Convolutional neural networks (CNNs) are robust tools that use deep learning to perform generative and descriptive tasks such as image recognition. However, they require a large number of resources. The state-of-the-art CNNs comprise hundreds of layers and thousands of channels, resulting in increased computation time and memory use. That is why their implementation on low-power edge devices of Internet-of-Things (IoT) networks is challenging.
Researchers from the Tokyo Institute of Technology introduce an efficient sparse CNN processor architecture and training algorithms to address this challenging task. Their proposed method enables the seamless integration of CNN models on edge devices.

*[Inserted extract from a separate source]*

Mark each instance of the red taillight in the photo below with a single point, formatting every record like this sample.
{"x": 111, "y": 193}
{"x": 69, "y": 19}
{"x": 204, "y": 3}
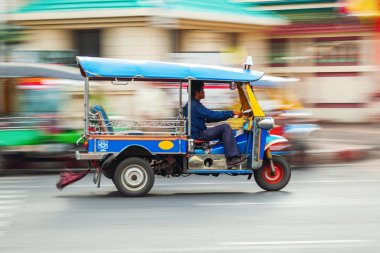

The proposed “sparse” CNNs are obtained by “pruning,” which removes weights that do not signify a model’s performance. This significantly reduces computation costs and maintains model accuracy. Such networks result in more compact versions that are compatible with edge devices. However, sparse techniques are inefficient for real-world settings because they limit weight reusability and result in irregular data structures.
The team, therefore, introduces a novel 40 nm sparse CNN chip that achieves both high accuracy and efficiency. This chip uses a Cartesian-product MAC (multiply and accumulate) array and “pipelined activation aligners” that spatially shift “activations” onto a regular Cartesian MAC array.
On a parallel computational array, regular and dense computations are more efficient compared to irregular or sparse ones. The team was able to achieve dense computation of sparse convolution using this new architecture, which employs MAC array and activation aligners. Furthermore, zero weights in both storage and computation could be avoided, resulting in better resource use.
The ‘tunable sparsity’ is a crucial component of the suggested approach. Although sparsity can boost efficiency by reducing computing complexity, sparsity level influences the accuracy of the prediction. Therefore, the researchers suggest altering the sparsity to achieve the necessary accuracy and efficiency and to understand the accuracy-sparsity relationship.
They employed “gradual pruning” and “dynamic quantization” (DQ) methodologies on typical image data sets ( such as CIFAR100 and ImageNet ) to generate highly efficient “sparse and quantized” models.
Gradual pruning is associated with pruning in incremental steps by removing the smallest weight in each channel. On the other hand, DQ assists in quantizing the weights of neural networks to low bit-length values, with the activations quantized during inference.
The team evaluated the pruned and quantized model on a prototype CNN chip. They observe the resulting measurement to be 5.30 dense TOPS/W ( Tera operations per second per watt—a metric for assessing performance efficiency), which is equivalent to 26.5 sparse TOPS/W of the base model.
The team states that their proposed architecture and sparse CNN training algorithm have a lot of scope in applications from smartphones to industrial IoT.